Aquello estaba bastante lejos de ser verdad, al menos en ese momento. Se preguntó, con un escalofrío de terror, si Ashton estaba siendo irónico: tal vez veía su verdadero estado de ánimo y ahora estaba bromeando.
Gurney sentía que su cerebro, responsable de sus grandes victorias profesionales, estaba resbalando de costado en el barro, perdiendo tracción y dirección, mientras trataba de encajar demasiadas cosas al mismo tiempo: el Héctor irreal; el Jykynstyl irreal; y las decapitadas Jillian Perry, Kiki Muller, Melanie Strum y Savannah Liston. Y también la muñeca sin cabeza que había aparecido en la sala de costura de Madeleine.
¿Dónde estaba el centro de todo ello, el lugar en el que convergía todo? ¿Era en Mapleshade? ¿En la casa de arenisca de la que se ocupaban las «hijas» de Steck? ¿En algún oscuro café de Cerdeña, donde en ese mismo momento Giotto Skard podría estar tomándose un expreso, acechando como una araña arrugada en el centro de su telaraña, donde convergían todos los hilos de sus empresas?
Preguntas sin responder que se apilaban con rapidez.
Y ahora una muy personal: ¿por qué no había considerado la posibilidad de que hubiera micrófonos en la sala?
Siempre había sentido que el concepto de pulsión de muerte era un paradigma más que simplista, del que se abusaba, pero en ese momento se preguntó si no sería la mejor explicación de su conducta.
¿O simplemente su disco duro mental estaba demasiado lleno de detalles que no había podido digerir?
Detalles sin digerir, teorías poco firmes y asesinatos.
Cuando todo lo demás falla, vuelve al presente.
El consejo de Madeleine: estar aquí, en el aquí y el ahora. Prestar atención.
Atención al momento: el santo grial de la conciencia.

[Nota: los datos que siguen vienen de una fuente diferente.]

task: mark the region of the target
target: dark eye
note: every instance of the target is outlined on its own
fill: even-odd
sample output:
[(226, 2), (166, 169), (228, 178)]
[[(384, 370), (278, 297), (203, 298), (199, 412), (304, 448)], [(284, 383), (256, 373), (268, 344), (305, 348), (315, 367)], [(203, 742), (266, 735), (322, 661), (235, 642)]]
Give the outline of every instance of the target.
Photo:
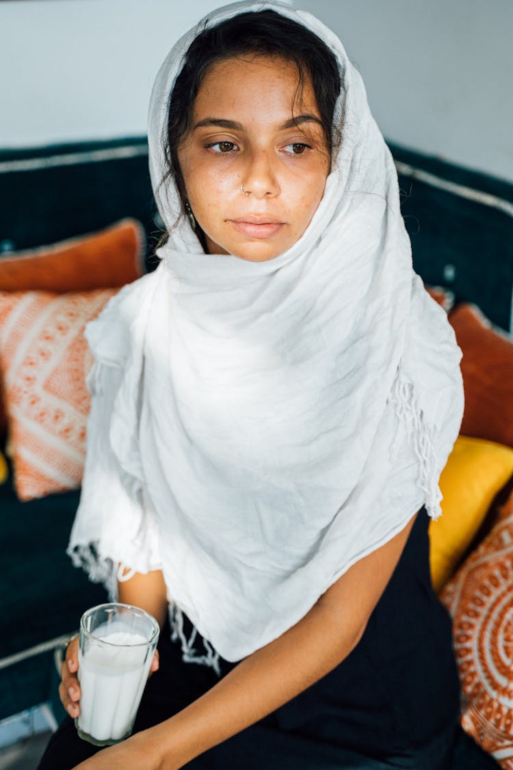
[[(212, 144), (207, 145), (207, 147), (213, 149), (215, 152), (231, 152), (237, 145), (235, 142), (212, 142)], [(219, 149), (215, 149), (215, 147)]]
[(292, 144), (287, 145), (287, 147), (292, 148), (291, 155), (301, 155), (309, 146), (310, 145), (305, 144), (304, 142), (294, 142)]

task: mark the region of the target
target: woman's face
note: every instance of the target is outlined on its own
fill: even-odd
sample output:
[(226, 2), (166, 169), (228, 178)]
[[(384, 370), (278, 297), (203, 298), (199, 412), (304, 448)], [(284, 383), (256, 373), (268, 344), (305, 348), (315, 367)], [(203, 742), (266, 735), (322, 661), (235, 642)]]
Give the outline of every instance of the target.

Ashton estaba en medio de una frase:
—… tragicómica torpeza del sistema de justicia criminal, que no es sistemático ni justo, pero que sin duda alguna es criminal. Cuando trata con delincuentes sexuales, el sistema es absurdamente diplomático e inepto hasta el ridículo. De los delincuentes que condena, no ayuda a ninguno y empeora a la mayoría. Libera a los que son lo bastante listos para engañar a los llamados profesionales que los evalúan. Las listas públicas de delincuentes sexuales son incompletas e inútiles. Bajo la protección de esta trampa de relaciones públicas, el sistema suelta a serpientes que devoran niños. —Miró a Gurney, a Hardwick, otra vez a Gurney—. Este es el lamentable sistema al que todo su fino engranaje mental, toda su lógica, todas sus capacidades para la investigación y toda su inteligencia sirven en última instancia.